More than two years later than initially planned, the transmission manufacturing facility owned jointly by Ford Motor Co. and ZF Friedrichshafen AG in Batavia, OH, is supplying its first continuously variable transmission (CVT).

Production at Batavia currently is ramping up for the CFT 23 CVT, which will be shipped from Batavia to Ford's Focus plant in Saarlouis, Germany, for use in the '04 C-Max, a bulked-up 5-door peoplemover now hitting the European market.

Sometime next year, Batavia will ship a larger CVT, the CFT 30, for Ford's first installation in American-made vehicles: the upcoming Five Hundred sedan and Freestyle cross/utility. Freestyle's competitor, the Nissan Murano, already comes standard with a CVT.

The production news follows years of delay. Ford sold ZF a 51% share of the Batavia transmission plant in 1998 with the agreement the two companies jointly would develop, produce and distribute CVTs. Ford remains a partner with 49% of the joint venture.

Ford and ZF have denied any manufacturing or quality glitches as Batavia has tooled up for CVT production over the last four years. But Batavia was supposed to ship its first CVT by 2001.

“A product which isn't ready cannot be sold,” a ZF insider tells Ward's. The supplier specializes in transmissions and drivelines.

At last month's Frankfurt Motor Show, a top ZF executive insists the CVT launch at Batavia is on time. “It's a completely new production facility in the Batavia plant,” says Michael Paul, ZF's executive vice president-passenger car transmissions.

“We have the latest technology with all the quality-assurance technologies which are available today, with a lot of training of the employees,” he adds. “This is going very well.”

Still, Ford and ZF have scaled back significantly their initial projection that Batavia would produce 1 million CVTs by 2005. If the transmission does well, Batavia in the future could be dedicated solely to CVT production, phasing out the 4-speed automatics currently produced at the plant for Ford and Mazda Motor Corp. vehicles.

CVTs convey engine power to the drive axles through belts or chains that ride between cone-shaped discs. A conventional automatic transmission changes among its four or five fixed gears with predetermined ratios.

A CVT doesn't have gears or a clutch. Instead, intelligent electronic controls, typically working in tandem with a torque converter, choose from an infinite number of gear ratios within a given ratio “spread,” which usually also is broader than the ratio spread available in conventional automatic transmissions. The CVT's absence of fixed gear ratios allows it to keep the engine operating at its optimum power/torque ranges in relation to the driver's load demand.

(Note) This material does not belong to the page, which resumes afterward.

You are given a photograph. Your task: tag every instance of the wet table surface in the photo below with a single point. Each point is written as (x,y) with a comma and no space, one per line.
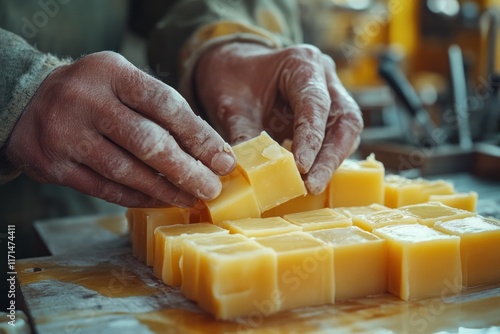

The driver never senses the shifting of gears. For driving enthusiasts who need more interaction with the powertrain, a sequential shifting mode is available with the CVT that will be mated to Focus C-Max's 1.6L common-rail turbodiesel engine.

ZF maintains acceleration is faster and considerably smoother with a CVT than with a conventional 4- or 5-speed fixed-gear-set automatic transmission. The other primary benefits of a CVT: better fuel efficiency and reduced noise and emissions. CVTs and conventional automatic transmissions, Paul says, generally weigh and cost about the same.

Paul says fuel economy with a CVT is about the same as a manual transmission and runs 8% to 9% better than a 4-speed automatic and 4% to 5% better than a 5-speed automatic.

The difference between the CFT 23 and CFT 30 is size. The first can be mated with diesel engines not larger than 1.6L in displacement and gasoline engines not larger than 2.3L. Maximum torque for the CFT 23 is 169 lb.-ft. (230 Nm), according to Paul.

The maximum torque for the CFT 30, which can accommodate up to a 3L engine, is 221 lb.-ft. (300 Nm).

Paul declines to say how many CFT 23 and CFT 30 units will come out of Batavia in the first two years of production. He says, however, that about 15% of new cars in Europe are equipped with automatics, a percentage that is dwarfed in North America.

CVT technology, for the time being, is limited to torque ranges below 258 lb.-ft. (350 Nm), ruling them out for many of today's luxury vehicles with larger engines. However, ZF is working on concepts that would handle higher-torque engines, Paul says.

The arrival of CVTs makes for an interesting convergence of new transmission technologies that are fighting for survival in a crowded automotive arena.

Among them: 6-speed conventional automatic transmissions, automatics with sophisticated manual controls and single- and dual-clutch automated manual transmissions. ZF also discusses the concept of a 7-speed automatic at the Frankfurt show.

“We will see all these concepts in parallel,” Paul says. “Finally, the end customer has to decide which concept does he like most.”